Pourquoi la progression d’Internet ralentit-elle ?
Dans son étude, l’UIT a identifié deux raisons majeures qui expliquent la difficulté accrue à connecter le tiers restant de l’humanité.
D’une part, les communautés non connectées sont celles qui vivent dans des zones reculées et difficiles à atteindre, et pour lesquelles le coût des investissements nécessaires à la mise en place de l’infrastructure sous-jacente à la diffusion de l’internet est malheureusement prohibitif au regard de la densité de population à connecter.
D’autre part, l’UIT pointe plusieurs dimensions souvent négligées ou sous-estimées dans les efforts déployés pour connecter une population donnée et favoriser l’usage d’internet au quotidien au sein de cette même population. En effet, avoir accès à internet est une première étape, mais son adoption au quotidien par la population connectée implique une série de facteurs additionnels qui sont encore rarement présent dans de nombreuses régions du monde. Parmi ces obstacles majeurs à la diffusion d’internet, la qualité de l’infrastructure et de la connexion internet viennent spontanément à l’esprit. L’IUT souligne cependant que les causes principales au ralentissement de la progression de l’internet sont aujourd’hui liées à l’accessibilité financière du matériel, au manque de compétences numériques, aux barrières linguistiques et à l’analphabétisme, mais aussi aux discriminations liées au genre ou à l’absence de source d’énergie fiable.
Cette étude démontre à nouveau combien l’inégale répartition de la diffusion d’internet est étroitement liée aux inégalités socio-économiques et culturelles, et concernent en premier lieu les communautés humaines qui sont déjà les plus défavorisées, mais aussi souvent victimes de discrimination ethnique et/ou de genre.
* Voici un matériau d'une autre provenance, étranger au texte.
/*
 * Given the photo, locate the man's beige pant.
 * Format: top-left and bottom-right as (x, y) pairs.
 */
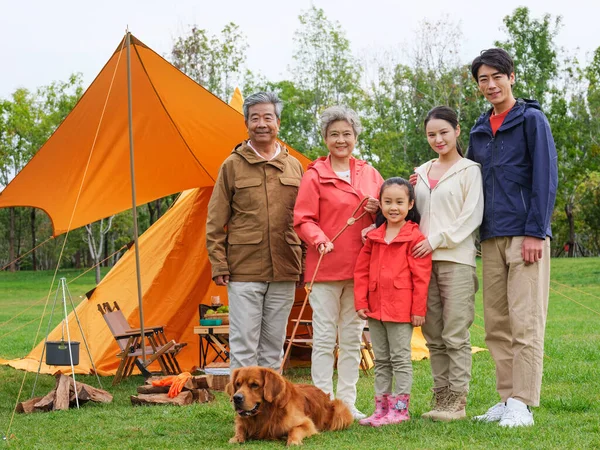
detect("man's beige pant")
(368, 319), (413, 395)
(422, 261), (478, 392)
(481, 236), (551, 407)
(309, 280), (364, 407)
(227, 281), (295, 370)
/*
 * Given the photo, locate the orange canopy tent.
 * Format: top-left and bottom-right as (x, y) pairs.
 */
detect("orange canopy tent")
(0, 34), (432, 375)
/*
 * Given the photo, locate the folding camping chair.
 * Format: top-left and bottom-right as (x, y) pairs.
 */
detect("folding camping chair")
(97, 301), (187, 385)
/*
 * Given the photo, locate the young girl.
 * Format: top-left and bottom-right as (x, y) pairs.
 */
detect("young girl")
(354, 178), (432, 427)
(413, 106), (484, 421)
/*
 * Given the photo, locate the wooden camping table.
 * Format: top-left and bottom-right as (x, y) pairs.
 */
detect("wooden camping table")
(193, 325), (230, 369)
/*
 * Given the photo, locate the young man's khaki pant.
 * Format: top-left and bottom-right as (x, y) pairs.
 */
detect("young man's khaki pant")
(422, 261), (478, 393)
(481, 236), (551, 407)
(309, 280), (364, 407)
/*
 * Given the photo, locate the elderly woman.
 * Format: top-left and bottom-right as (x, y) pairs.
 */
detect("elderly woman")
(294, 105), (384, 420)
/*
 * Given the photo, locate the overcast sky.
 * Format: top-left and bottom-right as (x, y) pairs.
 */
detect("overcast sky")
(1, 0), (597, 99)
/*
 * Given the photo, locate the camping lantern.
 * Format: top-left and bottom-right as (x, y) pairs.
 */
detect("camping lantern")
(45, 340), (80, 366)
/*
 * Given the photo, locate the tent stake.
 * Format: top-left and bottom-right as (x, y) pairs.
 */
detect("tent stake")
(126, 31), (146, 365)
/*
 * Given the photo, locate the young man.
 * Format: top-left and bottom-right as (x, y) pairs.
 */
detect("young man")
(206, 92), (304, 370)
(467, 48), (558, 427)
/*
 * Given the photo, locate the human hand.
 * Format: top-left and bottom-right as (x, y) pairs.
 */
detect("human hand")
(409, 169), (418, 187)
(361, 223), (377, 244)
(521, 236), (544, 264)
(214, 275), (230, 286)
(412, 239), (433, 258)
(318, 242), (334, 254)
(357, 309), (369, 320)
(364, 197), (380, 215)
(411, 315), (425, 327)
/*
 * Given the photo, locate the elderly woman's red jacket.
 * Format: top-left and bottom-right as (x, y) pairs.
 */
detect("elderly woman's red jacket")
(294, 156), (383, 282)
(354, 221), (432, 323)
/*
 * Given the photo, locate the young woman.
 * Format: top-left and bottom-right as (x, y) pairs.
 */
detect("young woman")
(413, 106), (484, 421)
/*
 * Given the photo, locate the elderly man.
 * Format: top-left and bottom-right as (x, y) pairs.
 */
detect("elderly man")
(206, 91), (304, 370)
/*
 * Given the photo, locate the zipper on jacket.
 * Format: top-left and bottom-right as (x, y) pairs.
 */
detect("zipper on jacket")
(519, 187), (527, 211)
(490, 137), (496, 235)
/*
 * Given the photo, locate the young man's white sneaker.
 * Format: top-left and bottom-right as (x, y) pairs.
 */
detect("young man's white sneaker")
(499, 398), (534, 427)
(349, 405), (367, 421)
(473, 402), (506, 422)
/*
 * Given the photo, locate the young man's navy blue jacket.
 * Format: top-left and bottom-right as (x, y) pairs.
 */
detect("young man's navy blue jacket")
(467, 99), (558, 242)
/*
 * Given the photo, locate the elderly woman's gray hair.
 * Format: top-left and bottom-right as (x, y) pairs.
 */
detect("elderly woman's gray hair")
(319, 106), (363, 139)
(242, 92), (283, 122)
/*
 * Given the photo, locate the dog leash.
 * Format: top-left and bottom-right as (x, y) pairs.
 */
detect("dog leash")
(279, 197), (371, 374)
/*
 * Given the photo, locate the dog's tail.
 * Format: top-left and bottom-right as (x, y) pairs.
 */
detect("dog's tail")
(328, 399), (354, 431)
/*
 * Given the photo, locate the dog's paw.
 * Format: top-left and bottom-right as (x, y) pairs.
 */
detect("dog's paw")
(229, 437), (244, 444)
(286, 438), (303, 446)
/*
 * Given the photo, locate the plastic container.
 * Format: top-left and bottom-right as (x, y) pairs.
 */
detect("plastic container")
(200, 318), (223, 326)
(45, 340), (80, 366)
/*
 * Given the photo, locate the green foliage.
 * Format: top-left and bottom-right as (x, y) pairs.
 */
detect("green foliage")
(495, 7), (561, 105)
(171, 23), (248, 102)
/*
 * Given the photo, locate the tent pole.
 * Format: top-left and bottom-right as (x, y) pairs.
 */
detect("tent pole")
(126, 32), (146, 365)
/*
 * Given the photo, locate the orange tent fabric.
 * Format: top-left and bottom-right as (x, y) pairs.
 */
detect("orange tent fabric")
(0, 35), (306, 235)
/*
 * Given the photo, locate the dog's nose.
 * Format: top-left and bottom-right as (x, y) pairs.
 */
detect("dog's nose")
(233, 393), (244, 404)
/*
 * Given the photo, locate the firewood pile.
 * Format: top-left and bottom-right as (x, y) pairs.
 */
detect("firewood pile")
(130, 375), (216, 406)
(17, 372), (112, 413)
Fortes disparités régionales
Le second volet de l’étude de l’IUT met en avant la persistance d’importantes disparités régionales dans la diffusion d’internet à l’échelle mondiale. Sans surprise, l’Europe et l’Amérique du Nord constituent les régions les plus connectées avec respectivement 89% et 80% de leur population en ligne. Suivent l’Asie et le Pacifique avec une connectivité de 64%. Les Etats arabes ont réalisés des progrès remarquables au cours des dernières années, pour atteindre aujourd’hui 70% de leur population connectée. L’Afrique reste la région la moins connectée avec seulement 40% de sa population en ligne, en dépit d’un effort de rattrapage important illustré par un taux de croissance de 13% en 2021 (contre seulement 7% à l’échelle mondiale). Toute la question reste de savoir si cette croissance à deux chiffres pourra se maintenir durablement sur le continent africain, notamment si les problèmes d’inégalité socio-économique pointées précédemment dans cet article ne sont pas mieux pris en compte.